Brief Summary:
Despite the best medical management, many patients with peripheral artery disease (PAD) who undergo lower extremity endovascular revascularization experience adverse cardiovascular outcomes and postoperative complications that may increase the risk of acute limb ischemia or amputation. There are no clear molecular associations that could explain the differences in outcomes after endovascular therapy in patients with PAD. The variable outcomes following endovascular therapy may depend, at least in part, on the profile of cytokines involved in inflammatory and atherosclerotic processes.
The goal of this observational study is to evaluate the potential use of circulating IL-1, IL-6, TNF-alpha, C reactive protein, HMGB-1, osteoprotegerin, sortilin and omentin-1 levels as biomarkers of major adverse limb events (MALE) and major adverse cardiovascular events (MACE) in diabetic patients with PAD and chronic limb-threatening ischemia (CLTI) requiring a procedure of endovascular revascularization.

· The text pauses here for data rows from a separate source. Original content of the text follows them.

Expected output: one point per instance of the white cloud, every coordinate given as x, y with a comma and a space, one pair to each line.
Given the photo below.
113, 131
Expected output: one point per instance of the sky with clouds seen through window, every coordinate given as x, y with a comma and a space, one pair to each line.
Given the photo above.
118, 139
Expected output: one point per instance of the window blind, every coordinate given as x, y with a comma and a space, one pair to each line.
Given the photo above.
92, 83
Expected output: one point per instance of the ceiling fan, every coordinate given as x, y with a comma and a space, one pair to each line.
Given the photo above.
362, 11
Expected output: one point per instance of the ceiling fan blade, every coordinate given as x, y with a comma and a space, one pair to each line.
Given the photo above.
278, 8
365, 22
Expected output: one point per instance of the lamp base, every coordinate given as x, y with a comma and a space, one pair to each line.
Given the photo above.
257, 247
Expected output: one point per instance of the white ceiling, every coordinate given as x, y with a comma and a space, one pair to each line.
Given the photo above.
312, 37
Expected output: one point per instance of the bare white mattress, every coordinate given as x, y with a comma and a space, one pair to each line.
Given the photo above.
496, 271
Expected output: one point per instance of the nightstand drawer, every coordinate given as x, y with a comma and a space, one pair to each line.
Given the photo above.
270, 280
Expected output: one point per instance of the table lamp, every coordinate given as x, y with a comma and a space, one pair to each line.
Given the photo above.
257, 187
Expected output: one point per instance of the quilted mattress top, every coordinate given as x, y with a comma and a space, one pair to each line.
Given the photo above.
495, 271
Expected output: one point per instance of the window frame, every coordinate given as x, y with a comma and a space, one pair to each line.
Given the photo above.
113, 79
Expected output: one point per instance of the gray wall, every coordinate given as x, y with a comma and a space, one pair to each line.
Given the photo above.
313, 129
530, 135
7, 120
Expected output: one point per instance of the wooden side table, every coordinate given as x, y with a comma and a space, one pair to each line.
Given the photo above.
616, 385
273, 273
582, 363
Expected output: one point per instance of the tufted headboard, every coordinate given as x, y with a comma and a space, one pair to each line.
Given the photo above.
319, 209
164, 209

The main questions it aims to answer are:
* association between serum levels of IL-1, IL-6, TNF-alpha, C reactive protein, HMGB-1, osteoprotegerin, sortilin and omentin-1 at baseline and major adverse limb events (MALE) after lower extremity revascularization.
* association between serum levels of IL-1, IL-6, TNF-alpha, C reactive protein, HMGB-1, osteoprotegerin, sortilin and omentin-1 at baseline and major adverse cardiovascular events (MACE) after lower extremity revascularization.
Diabetic patients with CLTI requiring lower extremity endovascular revascularization will undergo blood sampling for the dosage of circulating IL-1, IL-6, TNF-alpha, C reactive protein, HMGB-1, osteoprotegerin, sortilin and omentin-1 before the endovascular procedure.
Incidence of MALE and MACE will be collected in a 12-months follow-up and will be associated with IL-1, IL-6, TNF-alpha, C reactive protein, HMGB-1, osteoprotegerin, sortilin and omentin-1 serum levels.